EmoDistill

Offline emotion-skill distillation for small language-model negotiation agents.

EmoDistill turns a 7B base LLM into a domain-adaptive negotiation agent by decoupling what emotion to show from how to express it. It learns both from a fixed offline corpus of LLM-vs-LLM negotiations — no online rollouts, no human feedback — and refines the expression policy with a per-turn LLM judge.

News

🎉 EmoDistill code released (IQL emotion selector + LoRA-SFT expression imitation + JPO refinement).
🛠 OpenAI and DashScope both supported out of the box — flip via LLM_PROVIDER in .env.
🚧 Pretrained 7B fine-tuned creditor checkpoint coming soon.

Workflow

Three trained components compose at inference:

IQL picks an emotion from a fixed 28-emotion vocabulary at each turn.
LoRA-SFT learns to express high-quality emotion-conditioned utterances by imitation on top-K advantage-filtered offline turns.
JPO (Judge Policy Optimization) further refines the LoRA adapter with a PPO-clipped surrogate against a per-turn LLM judge, anchored by KL to the SFT init.

Install

pip install -r requirements.txt
cp .env.template .env
# fill in DASHSCOPE_API_KEYS  (or OPENAI_API_KEY if LLM_PROVIDER=openai)

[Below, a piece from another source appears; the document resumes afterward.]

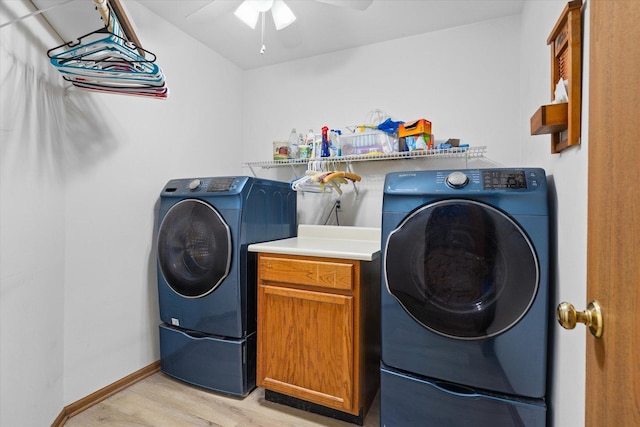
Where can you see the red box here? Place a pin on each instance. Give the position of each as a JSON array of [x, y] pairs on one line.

Tested on Python 3.10, PyTorch 2.4, peft 0.12, transformers 4.44.

LLM provider

Both DashScope (Qwen-Plus) and OpenAI (gpt-4o, gpt-4o-mini, …) are supported via the same OpenAI-compatible API surface. Pick one in .env:

LLM_PROVIDER=dashscope          # or: openai
DASHSCOPE_API_KEYS=sk-...
DASHSCOPE_DEFAULT_MODEL=qwen-plus
# --- alternatively ---
# LLM_PROVIDER=openai
# OPENAI_API_KEY=sk-proj-...
# OPENAI_DEFAULT_MODEL=gpt-4o-mini

All downstream code (sweep generation, judge, evaluation) picks up the choice through EmoDistill.dashscope_wrapper.DashScopeWrapper (also exported as LLMClient). No CLI flags need to change.

Datasets

The four negotiation scenario domains used to train and evaluate EmoDistill are released by our companion repo:

CRAD — debt collection (credit_recovery_scenarios.csv)
Disaster — rescue triage (disaster_survivor_scenarios.csv)
Hospital — surgery scheduling (hospital_surgery_scenarios.csv)
Student — sleep deprivation counseling (education_sleep_scenarios.csv)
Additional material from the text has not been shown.